1 The movie was made originally in the depression era of the US.
2 The bright colors were a brand new introduction of techno color.
3 It served as a moral booster in a time when many things had gone south very badly
3a The Dust Bowl of the Midwest had just started.
3b The stock market had just gone tits up hard core for the first time.

Because of these iconic hallmarks of the movie (as utter shite as it is), it stuck to the vast majority of the US population.  As time has marched along a new form of social problem has come about, the widening of the middle class.  This is a problem as it forces more and more people to bare the weight of the crushing US debt.  More importantly makes the gap between the 1% (those that control the vast majority of the wealth in the Nation) and the criminally poor even wider.  This gives the uber rich more control and more out of touch with the common person.  What does that have to do with the movie?  Everything, as moral flags and debt rises and people get more compacted into the middle class a need for something to take the mind off problems grows like wild fire.  Modern cinema works for a lil bit, but you need something with lasting effect.  Bring in the bright and over colored world of Oz!!!  A new generation can now drift away from the woes of today and be alleviated (albeit temporarily).  

What started as a way to escape reality back in the day has worked its way into our (the Nations) psyche and now become a cultural icon.  Proving that even total shite can last forever as it matters not the quality just the effect of appeasement.

Geist
Interesting analyzis (and this coming from a paranoid conspiracy-theorist), however I must add, escapism is worldwide.
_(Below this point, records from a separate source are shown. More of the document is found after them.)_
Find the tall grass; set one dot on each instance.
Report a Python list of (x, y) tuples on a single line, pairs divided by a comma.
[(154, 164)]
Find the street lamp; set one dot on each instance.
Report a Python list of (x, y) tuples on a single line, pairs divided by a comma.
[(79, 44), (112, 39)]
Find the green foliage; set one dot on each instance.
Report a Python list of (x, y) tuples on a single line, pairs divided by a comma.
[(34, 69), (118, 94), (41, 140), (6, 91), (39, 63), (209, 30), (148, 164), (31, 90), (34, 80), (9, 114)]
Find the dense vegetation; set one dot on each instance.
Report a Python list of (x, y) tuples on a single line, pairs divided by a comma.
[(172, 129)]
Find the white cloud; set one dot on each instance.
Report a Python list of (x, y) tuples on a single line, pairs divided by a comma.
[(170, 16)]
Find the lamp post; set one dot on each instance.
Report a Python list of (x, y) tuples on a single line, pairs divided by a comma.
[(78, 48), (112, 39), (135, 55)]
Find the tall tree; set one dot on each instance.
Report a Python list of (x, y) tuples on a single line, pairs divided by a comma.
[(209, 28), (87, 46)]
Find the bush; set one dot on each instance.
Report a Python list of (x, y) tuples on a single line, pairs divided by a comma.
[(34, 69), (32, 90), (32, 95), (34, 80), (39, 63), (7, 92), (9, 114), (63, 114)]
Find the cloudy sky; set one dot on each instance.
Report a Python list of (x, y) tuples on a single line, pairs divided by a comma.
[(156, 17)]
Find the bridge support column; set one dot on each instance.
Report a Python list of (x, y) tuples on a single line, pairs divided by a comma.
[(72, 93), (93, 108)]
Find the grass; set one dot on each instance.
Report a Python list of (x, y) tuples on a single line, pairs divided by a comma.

It's why we all ended up here in the first place ;) Here in scandinavia Oz never was a big thing though, perhaps it's just that every nation needs it's folklore?

I actually never watched the movies prior to wanting to understand the references in Fallout New Vegas DLC old world blues

thewizardofoz:

The thing that I don't understand is the main plot. The girl runs away from home to stop her dog from being put down, she ends up in a magic land where she is a hero but does everything she can to return home again, which she already knows was destroyed in a tornado.

cornixt
The film plot is poor Ill admit but the book is much better. Worth a read

Roark:

It’s a bit dark for a kid’s movie:

A young girl travels to a foreign land, brutally slays the first person she comes into contact with, and robs the corpse.

Then she teams up with three disabled strangers and, at the behest of a mysterious occultist, wipes out her victim’s remaining family.